In the mid 1990s, biologists documented nearly 2,000 golden eagles migrating past Mount Brown every year in Glacier. Recent data from outside the park, however, indicate significant declines in their numbers. These declines are due to environmental contaminants, habitat loss, prey declines, and climate change. As top predators, golden eagles and other raptors play an important role in Glacier’s ecological balance.

In order to detect changes in raptor numbers and help in their conservation, Glacier established its Hawk Watch Program in 2017. The program is made possible by support from generous donors like you, the Glacier National Park Volunteer Associates, and volunteers from the park’s citizen science program. Keep reading to learn how you can get involved!

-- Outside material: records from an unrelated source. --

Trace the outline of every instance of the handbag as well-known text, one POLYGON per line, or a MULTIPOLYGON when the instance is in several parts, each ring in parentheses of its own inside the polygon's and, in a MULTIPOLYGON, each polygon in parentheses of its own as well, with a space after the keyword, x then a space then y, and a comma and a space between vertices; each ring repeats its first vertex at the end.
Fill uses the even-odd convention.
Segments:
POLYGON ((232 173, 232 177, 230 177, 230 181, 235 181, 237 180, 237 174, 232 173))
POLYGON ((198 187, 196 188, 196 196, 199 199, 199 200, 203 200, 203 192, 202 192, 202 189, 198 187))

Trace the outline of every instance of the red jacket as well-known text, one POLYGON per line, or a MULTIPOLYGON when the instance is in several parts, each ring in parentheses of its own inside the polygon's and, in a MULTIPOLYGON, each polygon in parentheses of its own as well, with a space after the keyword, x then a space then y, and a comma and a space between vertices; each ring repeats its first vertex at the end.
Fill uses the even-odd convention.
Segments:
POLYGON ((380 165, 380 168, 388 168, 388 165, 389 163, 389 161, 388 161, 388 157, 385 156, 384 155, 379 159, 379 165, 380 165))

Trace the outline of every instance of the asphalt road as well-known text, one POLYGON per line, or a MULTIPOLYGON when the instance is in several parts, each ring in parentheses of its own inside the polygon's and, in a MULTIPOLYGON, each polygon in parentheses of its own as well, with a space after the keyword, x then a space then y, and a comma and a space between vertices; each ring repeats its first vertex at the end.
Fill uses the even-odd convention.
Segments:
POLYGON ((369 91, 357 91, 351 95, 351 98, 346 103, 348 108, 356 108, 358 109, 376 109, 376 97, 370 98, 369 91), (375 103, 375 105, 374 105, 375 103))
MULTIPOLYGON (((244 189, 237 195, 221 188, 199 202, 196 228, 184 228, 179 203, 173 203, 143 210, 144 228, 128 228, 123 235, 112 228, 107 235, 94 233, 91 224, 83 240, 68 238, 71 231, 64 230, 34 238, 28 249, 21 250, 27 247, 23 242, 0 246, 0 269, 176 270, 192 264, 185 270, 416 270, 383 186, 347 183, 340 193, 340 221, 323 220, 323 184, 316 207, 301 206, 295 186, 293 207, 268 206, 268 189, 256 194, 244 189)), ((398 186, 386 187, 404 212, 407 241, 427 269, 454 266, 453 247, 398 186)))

Your Support Is Making a Difference

Glacier’s Hawk Watch Program combines the efforts of volunteers and park biologists to count raptors during their annual migration south. Monitoring sites are located near Mount Brown Lookout and Lake McDonald Lodge. Observers contribute to the ongoing study by recording data on raptor type, sex, age, color, and behavior.

Your support ensures observers at monitoring sites have the supplies they need to stay safe and warm on survey days. Funding also ensures park biologists are able to coordinate logistics, train new volunteers, and assure quality control.

Want To Get Involved?

On October 5th, from noon to 4pm, Glacier will kick off its second annual Hawk Watch Program with a volunteer training event. Park biologists will be on hand to teach volunteers how to identify and count migrating raptors. This is also a great time to learn about the important role raptors play in our ecosystems and the risks they face.

The meeting point will be across from Lake McDonald Lodge at the golden eagle interpretive sign near Jammer Joe’s parking lot. Snacks and hot beverages will be provided. Participants should bring their own binoculars. Attendees may come and go as they please and do not need to stay for the whole time.